The Falmouth Frigate by James L. Nelson

The Falmouth Frigate by James L. Nelson

Author:James L. Nelson
Language: eng
Format: epub
ISBN: 9781493071241
Publisher: McBooks Press
Published: 2022-07-26T00:00:00+00:00


Chapter Sixteen

Isaac Biddlecomb was exhausted, but he knew sleep would not come, so he did not even try. He sat at his table in the great cabin for some time, a candle flickering in the cold drafts coming in from a dozen places, a half-finished letter to Virginia spread out in front of him. He had managed to scrawl a part of a sentence over the course of the previous forty-five minutes, some ridiculous and barely coherent nonsense, and now he was trying to work up the energy to scratch it out.

Damn it all, damn it… he thought. It was maddening, infuriating, beyond endurance, the situation he was in. He felt helpless, immobilized, and there was no feeling, none, that he despised more than that.

They were trapped. Stalemate.

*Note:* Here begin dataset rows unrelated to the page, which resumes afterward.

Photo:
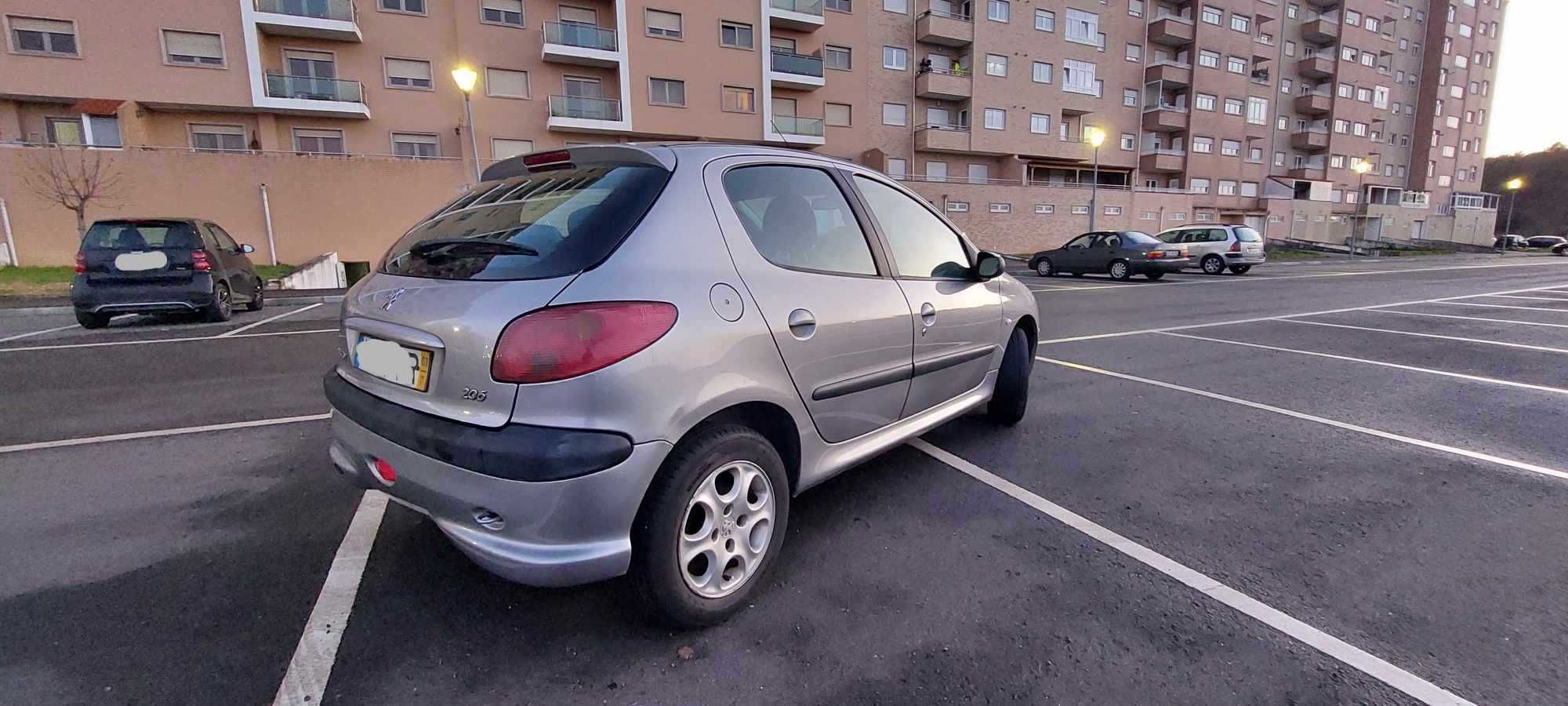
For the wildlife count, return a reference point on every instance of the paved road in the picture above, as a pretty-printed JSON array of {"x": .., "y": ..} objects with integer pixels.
[{"x": 1392, "y": 478}]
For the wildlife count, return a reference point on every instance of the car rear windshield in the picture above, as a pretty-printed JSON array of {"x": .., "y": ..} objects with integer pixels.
[
  {"x": 142, "y": 236},
  {"x": 532, "y": 227}
]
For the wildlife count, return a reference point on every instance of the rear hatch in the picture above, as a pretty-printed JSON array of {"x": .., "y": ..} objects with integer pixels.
[
  {"x": 140, "y": 252},
  {"x": 423, "y": 330}
]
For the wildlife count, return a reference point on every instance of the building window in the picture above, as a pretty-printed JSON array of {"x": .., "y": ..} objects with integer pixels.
[
  {"x": 739, "y": 100},
  {"x": 896, "y": 115},
  {"x": 666, "y": 92},
  {"x": 838, "y": 115},
  {"x": 412, "y": 7},
  {"x": 217, "y": 139},
  {"x": 410, "y": 75},
  {"x": 664, "y": 24},
  {"x": 736, "y": 35},
  {"x": 319, "y": 142},
  {"x": 34, "y": 35},
  {"x": 416, "y": 145},
  {"x": 507, "y": 84},
  {"x": 501, "y": 13},
  {"x": 837, "y": 59},
  {"x": 194, "y": 48}
]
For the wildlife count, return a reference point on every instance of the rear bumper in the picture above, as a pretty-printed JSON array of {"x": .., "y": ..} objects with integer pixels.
[{"x": 125, "y": 299}]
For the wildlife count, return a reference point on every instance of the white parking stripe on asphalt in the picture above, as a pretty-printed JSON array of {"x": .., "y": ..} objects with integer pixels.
[
  {"x": 162, "y": 432},
  {"x": 267, "y": 321},
  {"x": 1324, "y": 421},
  {"x": 311, "y": 668},
  {"x": 1429, "y": 337},
  {"x": 1429, "y": 371},
  {"x": 1360, "y": 660}
]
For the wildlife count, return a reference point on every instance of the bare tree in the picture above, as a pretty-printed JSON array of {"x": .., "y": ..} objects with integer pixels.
[{"x": 73, "y": 178}]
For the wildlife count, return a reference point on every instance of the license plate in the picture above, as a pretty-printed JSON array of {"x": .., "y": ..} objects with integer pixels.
[{"x": 393, "y": 362}]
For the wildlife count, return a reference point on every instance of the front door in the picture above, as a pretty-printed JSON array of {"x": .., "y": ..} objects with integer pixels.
[
  {"x": 957, "y": 318},
  {"x": 841, "y": 324}
]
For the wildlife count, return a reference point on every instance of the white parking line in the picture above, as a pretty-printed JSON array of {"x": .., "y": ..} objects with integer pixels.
[
  {"x": 267, "y": 321},
  {"x": 1429, "y": 371},
  {"x": 1276, "y": 319},
  {"x": 1429, "y": 337},
  {"x": 311, "y": 668},
  {"x": 162, "y": 432},
  {"x": 1376, "y": 668},
  {"x": 1324, "y": 421}
]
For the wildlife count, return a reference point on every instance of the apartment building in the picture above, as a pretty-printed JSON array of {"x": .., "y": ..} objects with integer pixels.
[{"x": 333, "y": 125}]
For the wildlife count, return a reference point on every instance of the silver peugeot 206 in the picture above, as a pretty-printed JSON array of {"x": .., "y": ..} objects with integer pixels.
[{"x": 628, "y": 360}]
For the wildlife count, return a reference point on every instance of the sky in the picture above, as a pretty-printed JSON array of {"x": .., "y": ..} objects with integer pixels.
[{"x": 1528, "y": 109}]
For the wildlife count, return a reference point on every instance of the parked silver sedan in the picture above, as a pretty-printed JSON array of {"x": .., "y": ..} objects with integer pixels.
[{"x": 628, "y": 360}]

As long as Barnett stayed where he was, as long as the Gloucester County Militia refused to act, then there was nothing he, Biddlecomb, could do. If he could speak to Somers he felt certain he could cajole, browbeat, threaten, or bribe the man into acting in concert with the men of Falmouth to drive Barnett away. But he could not speak to Somers. Because Barnett was where he was.

There was no getting to town by way of the wharf, that was clear, and there was no way to get there by water, either. A ship such as Falmouth would normally carry a minimum of five boats, but the partially built frigate had none. The only boat they had had been aboard Sparrowhawk. And that had disappeared with Angus McGinty.

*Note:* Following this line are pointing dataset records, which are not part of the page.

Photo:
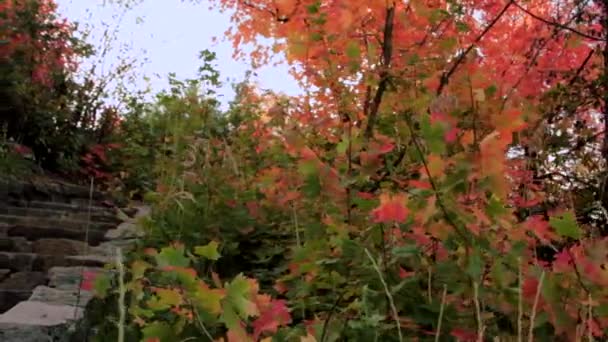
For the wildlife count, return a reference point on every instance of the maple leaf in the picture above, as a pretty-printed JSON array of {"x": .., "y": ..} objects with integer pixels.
[
  {"x": 405, "y": 274},
  {"x": 208, "y": 251},
  {"x": 238, "y": 295},
  {"x": 88, "y": 280},
  {"x": 276, "y": 315},
  {"x": 392, "y": 209},
  {"x": 210, "y": 300},
  {"x": 463, "y": 335}
]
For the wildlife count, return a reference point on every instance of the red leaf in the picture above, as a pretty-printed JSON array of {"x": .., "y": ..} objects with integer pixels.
[
  {"x": 277, "y": 314},
  {"x": 386, "y": 148},
  {"x": 420, "y": 184},
  {"x": 451, "y": 135},
  {"x": 529, "y": 288},
  {"x": 365, "y": 195},
  {"x": 463, "y": 335},
  {"x": 391, "y": 209},
  {"x": 88, "y": 280},
  {"x": 405, "y": 274}
]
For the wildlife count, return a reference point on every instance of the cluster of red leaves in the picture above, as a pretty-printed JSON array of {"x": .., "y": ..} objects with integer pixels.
[
  {"x": 95, "y": 161},
  {"x": 46, "y": 50}
]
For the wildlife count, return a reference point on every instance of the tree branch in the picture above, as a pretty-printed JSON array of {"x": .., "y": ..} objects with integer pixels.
[
  {"x": 445, "y": 77},
  {"x": 387, "y": 53},
  {"x": 556, "y": 24}
]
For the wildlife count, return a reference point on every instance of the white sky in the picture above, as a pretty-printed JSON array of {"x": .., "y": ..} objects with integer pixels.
[{"x": 172, "y": 34}]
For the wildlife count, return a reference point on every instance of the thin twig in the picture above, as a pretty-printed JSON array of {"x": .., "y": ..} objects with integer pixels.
[
  {"x": 388, "y": 294},
  {"x": 589, "y": 319},
  {"x": 438, "y": 333},
  {"x": 445, "y": 78},
  {"x": 429, "y": 285},
  {"x": 296, "y": 225},
  {"x": 439, "y": 199},
  {"x": 520, "y": 304},
  {"x": 121, "y": 296},
  {"x": 387, "y": 53},
  {"x": 85, "y": 246},
  {"x": 200, "y": 323},
  {"x": 556, "y": 24},
  {"x": 480, "y": 327},
  {"x": 534, "y": 307}
]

So, it was not a fight they had there at Great Egg Harbor, it was an endurance contest. It was a race to see if Barnett’s men would get fed up with bivouacking in the cold and leave before Biddlecomb’s men ran out of food. The Lord alone knew how long it would take to find that out.

Biddlecomb felt suddenly that he would explode if he stayed in that cabin for a moment more. He stood quickly, nearly knocking his chair over as he did, pulled on his heavy watch coat, pushed his hat down on his head, and made his way up the ladder to the quarterdeck above.

Midshipman Gerrish had the watch, but by the time Biddlecomb reached the deck, he had retreated to the seaward side. From there, he touched his hat and said, “Evening, Captain,” as Biddlecomb stepped through the scuttle, and said no more.

Biddlecomb nodded his reply. He stepped over to the rail on the landward side and looked out into the night. He was grateful, at least, that Gerrish had the good sense not to engage him in conversation or ask him why he was still awake at that hour.

He put his hands on the rail and stared out at the dark town beyond the far end of the wharf. Behind the scattering of tents he could make out the glow of several small cook fires and he pictured Barnett’s rag and tag troops huddled around them as they kept some sort of watch.